The Lack of Clarity Concerning the Role and Value of the AMC Within the Larger University
The relationship of the AMC to the greater university has always been an ambiguity that requires addressing, even more so in times of change, such as now. In many institutions, the AMC budget consumes a significant, even majority, portion of university resources. This reality, combined with the AMC’s cultural detachment noted above, potentially leads to real or perceived inequities across the institution that come into play in academic or administrative dialogue. In addition, AMC operations are often deliberately segregated from those of the university as a whole, both to increase the competitiveness and maneuverability of the AMC enterprise and to reduce fiscal risk to the university.
Regrettably, these combined factors tend to reduce the university’s ability to benefit from the rich experiences and administrative innovations inherent in academic medicine. These factors also limit the development of transdisciplinary, interdisciplinary, and interprofessional programs in education and research and further diminish AMC engagement with university-wide transformation. Finally, they work to ensure that medically trained leaders are actually—or and perceived to be—insufficiently skilled for the management of higher education enterprises.
The need for rapid response and change in higher education and academic medicine will only accelerate as the models for both higher education and health care turn away from state-supported financing, bricks-and-mortar teaching-and-learning settings, and unlimited tuition increases. The cultural insulation of academic medicine from the broader university creates risk and lost opportunity for both the AMC and its university, especially as the needs for greater alignment, shared administrative services, and the leveraging of economies of scale continue to increase.
At GRU we are deliberately working to mitigate the tendencies of AMC and broader faculty to silo themselves. For example, the entire university is benefiting from the AMC’s prior experience with performance metrics and quality measures to create robust dashboard and monitoring systems that enhance and create incentives for university-wide administrative and leadership effectiveness. We are leveraging the AMC research machine for the benefit of nonmedical faculty development and scholarship and for the promotion of undergraduate student learning. We are also leveraging AMC clinical expertise to provide better staff and student health services, and we are developing pipeline programs around health sciences, which will attract more diverse and higher-caliber students to undergraduate programs.
In turn, our AMC faculty members now have access to a wider platform of intellectual thought and collaboration and to greater opportunities for faculty development through tailored programs in the arts, humanities, business, and education. And we have been able to leverage our greater size by creating a shared system of administrative support across the AMC and the university as a whole. Other institutions have also strived to better leverage the AMC for the growth and benefit of the broader university; one such institution is the University of Alabama at Birmingham, which has a university similar in structure to that of GRU., although I am sure they would also agree that much remains to be done.

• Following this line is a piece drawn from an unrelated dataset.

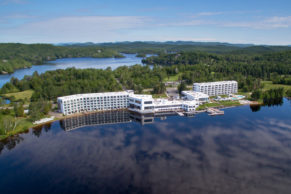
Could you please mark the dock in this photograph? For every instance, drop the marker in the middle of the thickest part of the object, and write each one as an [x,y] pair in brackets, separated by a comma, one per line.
[214,112]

The GRU experience suggests that significant value lies in fostering greater synergy between the university and its AMC, and that this synergy, in turn, will better ensure the ability of those universities with an AMC to undertake and meet future transformative challenges. University and AMC leaders should work together to proactively develop strategies both to enhance AMC leaders’ engagement with, exposure to, and education regarding the operations and challenges of higher education and the broader university, in general; and, likewise, to increase nonmedical faculty’s understanding of and experience with the value and unique challenges of academic medicine.